On Monday, President Emmerson Mnangagwa came under fire for appointing his son, David Kudakwashe Mnangagwa, as the deputy finance minister in a new cabinet following his re-election.
The move has sparked major concerns about nepotism within the government.
David Mnangagwa, 34, is set to serve as the deputy to Finance Minister Mthuli Ncube, while the president’s nephew, Tongai Mafidhi Mnangagwa, was also named deputy minister of tourism and hospitality. This decision is part of the newly constituted cabinet consisting of 26 ministries, local media reported.
A lawmaker from the Citizens Coalition for Change (CCC), Fadzayi Mahere, criticized President Mnangagwa’s cabinet, describing it as “indefensible.” She highlighted concerns about legitimacy, corruption, violence, nepotism, incompetence, and ethical issues within the government.
In another move that raised eyebrows, President Mnangagwa appointed a husband and wife team, Christopher and Monica Mutsvangwa, as ministers. Christopher Mutsvangwa will lead the new ministry of Veterans of Liberation, while Monica Mutsvangwa is the new minister of Women’s Affairs and SMEs.
David Mnangagwa, who recently graduated with a law degree from the University of Zimbabwe, entered parliament through the youth quota system on the Zanu PF party list from Midlands province. He is one of President Mnangagwa’s reported nearly two dozen children.

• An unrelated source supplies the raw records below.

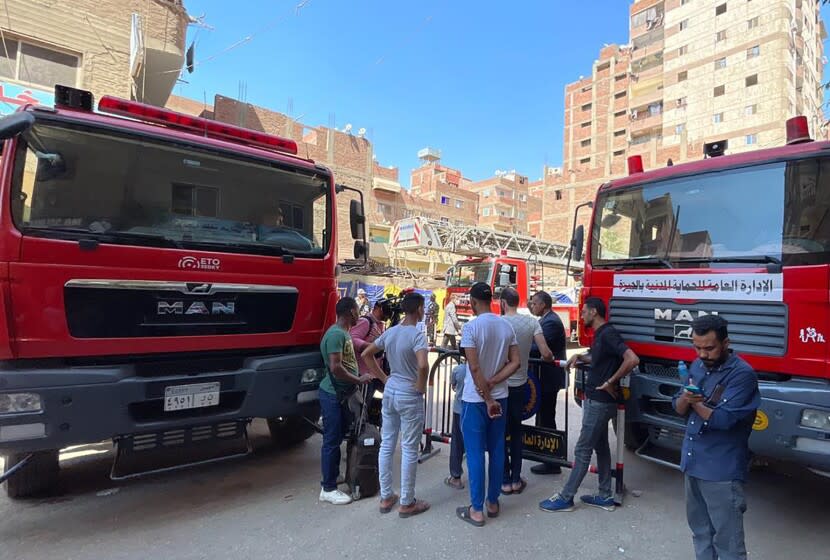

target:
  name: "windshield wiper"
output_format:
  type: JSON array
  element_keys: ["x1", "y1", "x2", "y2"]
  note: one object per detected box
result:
[
  {"x1": 677, "y1": 255, "x2": 781, "y2": 266},
  {"x1": 599, "y1": 256, "x2": 674, "y2": 268},
  {"x1": 23, "y1": 226, "x2": 182, "y2": 249}
]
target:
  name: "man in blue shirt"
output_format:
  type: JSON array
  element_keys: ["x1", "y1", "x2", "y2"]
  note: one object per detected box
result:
[{"x1": 673, "y1": 315, "x2": 761, "y2": 560}]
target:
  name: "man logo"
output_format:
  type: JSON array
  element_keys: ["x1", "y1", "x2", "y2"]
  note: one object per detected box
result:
[{"x1": 179, "y1": 255, "x2": 222, "y2": 270}]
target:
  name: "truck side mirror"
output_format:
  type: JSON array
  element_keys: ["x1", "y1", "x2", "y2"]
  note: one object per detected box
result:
[
  {"x1": 0, "y1": 112, "x2": 35, "y2": 140},
  {"x1": 571, "y1": 225, "x2": 585, "y2": 261},
  {"x1": 354, "y1": 239, "x2": 369, "y2": 261},
  {"x1": 349, "y1": 200, "x2": 366, "y2": 240}
]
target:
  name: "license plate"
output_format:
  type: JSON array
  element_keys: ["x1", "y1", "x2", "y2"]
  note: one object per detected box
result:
[{"x1": 164, "y1": 381, "x2": 219, "y2": 412}]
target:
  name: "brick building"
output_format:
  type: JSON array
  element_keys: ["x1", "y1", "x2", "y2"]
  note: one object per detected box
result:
[
  {"x1": 529, "y1": 0, "x2": 826, "y2": 242},
  {"x1": 0, "y1": 0, "x2": 190, "y2": 114}
]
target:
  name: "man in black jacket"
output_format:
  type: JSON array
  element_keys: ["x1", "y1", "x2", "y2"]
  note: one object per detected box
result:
[{"x1": 527, "y1": 292, "x2": 567, "y2": 474}]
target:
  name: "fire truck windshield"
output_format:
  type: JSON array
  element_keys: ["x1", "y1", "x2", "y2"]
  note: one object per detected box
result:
[
  {"x1": 12, "y1": 123, "x2": 332, "y2": 258},
  {"x1": 591, "y1": 158, "x2": 830, "y2": 267},
  {"x1": 447, "y1": 263, "x2": 493, "y2": 288}
]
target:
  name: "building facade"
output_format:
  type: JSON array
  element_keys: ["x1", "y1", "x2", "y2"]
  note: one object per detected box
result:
[
  {"x1": 0, "y1": 0, "x2": 190, "y2": 114},
  {"x1": 530, "y1": 0, "x2": 827, "y2": 242}
]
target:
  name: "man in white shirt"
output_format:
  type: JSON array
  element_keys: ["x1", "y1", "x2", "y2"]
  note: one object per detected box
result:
[{"x1": 455, "y1": 282, "x2": 521, "y2": 527}]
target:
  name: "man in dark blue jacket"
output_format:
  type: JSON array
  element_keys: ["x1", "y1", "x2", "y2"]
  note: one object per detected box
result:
[
  {"x1": 673, "y1": 315, "x2": 761, "y2": 560},
  {"x1": 527, "y1": 292, "x2": 567, "y2": 474}
]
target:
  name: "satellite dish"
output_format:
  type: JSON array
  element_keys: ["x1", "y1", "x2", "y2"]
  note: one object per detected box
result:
[{"x1": 185, "y1": 43, "x2": 196, "y2": 74}]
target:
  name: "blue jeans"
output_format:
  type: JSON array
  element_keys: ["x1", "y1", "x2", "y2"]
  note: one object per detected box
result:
[
  {"x1": 450, "y1": 412, "x2": 464, "y2": 478},
  {"x1": 319, "y1": 389, "x2": 349, "y2": 492},
  {"x1": 461, "y1": 399, "x2": 507, "y2": 511},
  {"x1": 686, "y1": 475, "x2": 746, "y2": 560},
  {"x1": 502, "y1": 383, "x2": 527, "y2": 484},
  {"x1": 560, "y1": 399, "x2": 617, "y2": 500},
  {"x1": 378, "y1": 389, "x2": 425, "y2": 506}
]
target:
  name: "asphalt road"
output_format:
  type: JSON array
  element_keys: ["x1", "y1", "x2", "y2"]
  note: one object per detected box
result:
[{"x1": 0, "y1": 394, "x2": 830, "y2": 560}]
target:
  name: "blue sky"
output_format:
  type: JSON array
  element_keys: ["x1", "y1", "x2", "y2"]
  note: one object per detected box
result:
[{"x1": 174, "y1": 0, "x2": 828, "y2": 185}]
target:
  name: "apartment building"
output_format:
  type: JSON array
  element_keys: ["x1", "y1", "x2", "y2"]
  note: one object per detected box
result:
[
  {"x1": 0, "y1": 0, "x2": 190, "y2": 114},
  {"x1": 532, "y1": 0, "x2": 827, "y2": 241}
]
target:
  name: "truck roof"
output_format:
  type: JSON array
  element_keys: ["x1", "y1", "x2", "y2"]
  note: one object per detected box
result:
[
  {"x1": 18, "y1": 98, "x2": 331, "y2": 175},
  {"x1": 599, "y1": 141, "x2": 830, "y2": 192}
]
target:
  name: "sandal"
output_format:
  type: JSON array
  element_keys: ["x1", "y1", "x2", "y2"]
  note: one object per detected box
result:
[
  {"x1": 484, "y1": 502, "x2": 501, "y2": 519},
  {"x1": 455, "y1": 506, "x2": 484, "y2": 527},
  {"x1": 444, "y1": 476, "x2": 464, "y2": 490},
  {"x1": 513, "y1": 478, "x2": 527, "y2": 494},
  {"x1": 398, "y1": 500, "x2": 429, "y2": 519},
  {"x1": 379, "y1": 494, "x2": 398, "y2": 513}
]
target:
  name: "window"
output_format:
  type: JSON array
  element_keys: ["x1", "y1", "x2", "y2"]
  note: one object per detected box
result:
[
  {"x1": 0, "y1": 38, "x2": 80, "y2": 88},
  {"x1": 172, "y1": 183, "x2": 219, "y2": 218}
]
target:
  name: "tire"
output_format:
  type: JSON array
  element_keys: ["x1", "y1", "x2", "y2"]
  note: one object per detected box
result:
[
  {"x1": 4, "y1": 449, "x2": 60, "y2": 499},
  {"x1": 268, "y1": 404, "x2": 320, "y2": 447},
  {"x1": 624, "y1": 422, "x2": 648, "y2": 451}
]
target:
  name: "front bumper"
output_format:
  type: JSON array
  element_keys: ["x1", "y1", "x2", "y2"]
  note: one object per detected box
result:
[
  {"x1": 627, "y1": 373, "x2": 830, "y2": 472},
  {"x1": 0, "y1": 352, "x2": 325, "y2": 452}
]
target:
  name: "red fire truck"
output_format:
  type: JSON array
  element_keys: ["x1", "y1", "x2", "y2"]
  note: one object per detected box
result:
[
  {"x1": 447, "y1": 255, "x2": 579, "y2": 340},
  {"x1": 0, "y1": 86, "x2": 366, "y2": 497},
  {"x1": 573, "y1": 117, "x2": 830, "y2": 474}
]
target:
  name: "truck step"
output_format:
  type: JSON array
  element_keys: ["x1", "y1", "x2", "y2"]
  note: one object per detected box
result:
[
  {"x1": 634, "y1": 439, "x2": 680, "y2": 470},
  {"x1": 110, "y1": 419, "x2": 251, "y2": 480}
]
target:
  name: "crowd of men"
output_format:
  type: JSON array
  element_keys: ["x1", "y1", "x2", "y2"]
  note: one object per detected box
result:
[{"x1": 320, "y1": 283, "x2": 760, "y2": 560}]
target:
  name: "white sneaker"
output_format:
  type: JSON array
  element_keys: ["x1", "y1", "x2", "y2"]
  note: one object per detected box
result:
[{"x1": 320, "y1": 488, "x2": 352, "y2": 506}]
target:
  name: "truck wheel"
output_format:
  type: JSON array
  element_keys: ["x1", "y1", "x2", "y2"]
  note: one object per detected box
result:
[
  {"x1": 624, "y1": 422, "x2": 648, "y2": 451},
  {"x1": 268, "y1": 405, "x2": 320, "y2": 447},
  {"x1": 4, "y1": 449, "x2": 60, "y2": 499}
]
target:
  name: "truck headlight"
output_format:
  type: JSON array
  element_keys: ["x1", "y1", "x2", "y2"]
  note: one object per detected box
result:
[
  {"x1": 300, "y1": 368, "x2": 324, "y2": 383},
  {"x1": 0, "y1": 393, "x2": 43, "y2": 414},
  {"x1": 801, "y1": 408, "x2": 830, "y2": 431}
]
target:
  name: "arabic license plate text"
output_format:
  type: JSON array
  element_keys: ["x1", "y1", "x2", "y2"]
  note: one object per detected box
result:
[{"x1": 164, "y1": 381, "x2": 219, "y2": 412}]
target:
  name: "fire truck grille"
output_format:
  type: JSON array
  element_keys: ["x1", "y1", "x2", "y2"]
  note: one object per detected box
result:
[{"x1": 609, "y1": 298, "x2": 787, "y2": 356}]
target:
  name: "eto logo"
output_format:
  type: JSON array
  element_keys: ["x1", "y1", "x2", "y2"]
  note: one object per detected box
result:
[{"x1": 179, "y1": 255, "x2": 222, "y2": 270}]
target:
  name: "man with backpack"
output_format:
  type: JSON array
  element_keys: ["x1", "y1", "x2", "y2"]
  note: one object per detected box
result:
[
  {"x1": 349, "y1": 299, "x2": 392, "y2": 374},
  {"x1": 319, "y1": 297, "x2": 373, "y2": 505},
  {"x1": 362, "y1": 292, "x2": 429, "y2": 517}
]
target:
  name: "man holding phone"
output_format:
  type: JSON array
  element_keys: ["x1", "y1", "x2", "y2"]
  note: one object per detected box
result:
[
  {"x1": 673, "y1": 315, "x2": 761, "y2": 560},
  {"x1": 455, "y1": 282, "x2": 522, "y2": 527}
]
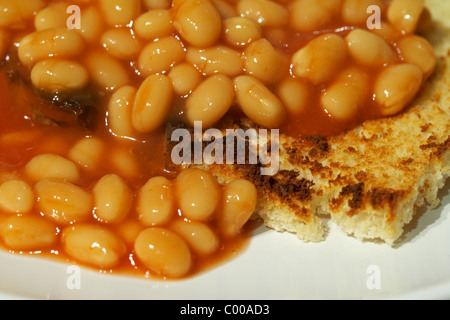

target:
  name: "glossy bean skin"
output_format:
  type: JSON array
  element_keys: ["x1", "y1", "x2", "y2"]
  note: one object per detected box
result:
[
  {"x1": 170, "y1": 220, "x2": 220, "y2": 256},
  {"x1": 134, "y1": 228, "x2": 192, "y2": 278},
  {"x1": 0, "y1": 180, "x2": 35, "y2": 214},
  {"x1": 137, "y1": 177, "x2": 176, "y2": 227},
  {"x1": 133, "y1": 9, "x2": 175, "y2": 40},
  {"x1": 131, "y1": 75, "x2": 173, "y2": 133},
  {"x1": 92, "y1": 174, "x2": 133, "y2": 224},
  {"x1": 175, "y1": 169, "x2": 220, "y2": 221},
  {"x1": 186, "y1": 45, "x2": 244, "y2": 77},
  {"x1": 398, "y1": 35, "x2": 437, "y2": 79},
  {"x1": 387, "y1": 0, "x2": 425, "y2": 34},
  {"x1": 374, "y1": 64, "x2": 423, "y2": 115},
  {"x1": 233, "y1": 76, "x2": 286, "y2": 128},
  {"x1": 223, "y1": 17, "x2": 262, "y2": 47},
  {"x1": 24, "y1": 153, "x2": 80, "y2": 182},
  {"x1": 34, "y1": 180, "x2": 93, "y2": 225},
  {"x1": 61, "y1": 224, "x2": 127, "y2": 269},
  {"x1": 346, "y1": 29, "x2": 398, "y2": 68},
  {"x1": 244, "y1": 39, "x2": 289, "y2": 83},
  {"x1": 291, "y1": 34, "x2": 347, "y2": 85},
  {"x1": 138, "y1": 36, "x2": 186, "y2": 76},
  {"x1": 219, "y1": 180, "x2": 258, "y2": 237},
  {"x1": 186, "y1": 74, "x2": 234, "y2": 128},
  {"x1": 173, "y1": 0, "x2": 222, "y2": 48},
  {"x1": 237, "y1": 0, "x2": 289, "y2": 27},
  {"x1": 31, "y1": 59, "x2": 89, "y2": 92},
  {"x1": 18, "y1": 28, "x2": 85, "y2": 66}
]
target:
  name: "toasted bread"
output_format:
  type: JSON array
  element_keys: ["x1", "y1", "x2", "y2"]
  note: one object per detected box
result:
[{"x1": 172, "y1": 0, "x2": 450, "y2": 245}]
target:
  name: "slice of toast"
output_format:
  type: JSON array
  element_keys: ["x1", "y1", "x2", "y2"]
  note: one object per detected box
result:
[{"x1": 177, "y1": 0, "x2": 450, "y2": 245}]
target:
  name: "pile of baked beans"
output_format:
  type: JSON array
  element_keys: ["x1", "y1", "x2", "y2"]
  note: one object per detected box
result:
[{"x1": 0, "y1": 0, "x2": 436, "y2": 277}]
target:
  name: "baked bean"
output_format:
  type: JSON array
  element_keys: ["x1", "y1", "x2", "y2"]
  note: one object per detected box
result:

Tongai Mnangagwa is the Zanu PF Member of Parliament for Hunyani constituency. His late father, David Mnangagwa, was President Mnangagwa’s younger brother.
Reports point to President Mnangagwa also considering an official role in his office for another of his sons, Emmerson Junior. Sources indicate that Emmerson Junior has already participated in the president’s meetings with foreign investors, and there are plans to formalize his role, possibly as an adviser or director.
This new controversy comes on the heels of President Mnangagwa’s re-election amid opposition claims of electoral irregularities. According to critics, his actions are contributing to a perception of dynastic politics in Africa, following the footsteps of other leaders who have appointed family members to key government positions.
President Denis Sassou-Nguesso of Congo-Brazzaville, for instance, appointed his son Denis-Christel as a cabinet minister, fueling speculation about dynastic succession.
Equatorial Guinea’s President Teodoro Obiang has had his son, Teodoro Nguema Obiang Mangue, serve as vice president, while in Gabon, President Ali Bongo Ondimba succeeded his father Omar Bongo, who ruled for decades.
Rwandan President Paul Kagame appointed his daughter, Ange Kagame, to a key role in his office, adding to the conversation about political dynasties on the continent.